Autolisi o pane senza impasto?

Molte persone asseriscono erroneamente che una autolisi possa essere avviata prevedendo al suo interno l’impiego di una popolazione microbica (lievito o pasta acida). Forse è proprio sulla falsa riga del processo autolitico che il pane senza impasto ha riscosso un notevole successo?

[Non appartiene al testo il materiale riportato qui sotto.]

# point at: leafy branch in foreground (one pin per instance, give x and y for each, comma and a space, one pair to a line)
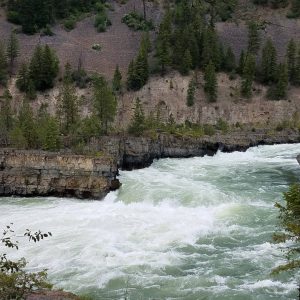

Pur se presente un agente lievitante infatti, il glutine, originato comunque per “reazione proteica” viene formato parallelamente alla fermentazione che avviene invece per reazione enzimatica. L’idea che mi sono fatta, per esperienza operativa, è che questo processo necessita di molto più tempo rispetto ad un impasto ben lavorato, che preveda una pre-lavorazione con autolisi.

Impasti a fasi alterne

Un altro buon metodo di manipolazione consiste nell’alternanza tra impasti e riposi. Impastare prevedendo riposi di 15 minuti ciascuno, permetterà all’impasto finito di presentarsi uniformemente incordato – Di nuovo il tempo.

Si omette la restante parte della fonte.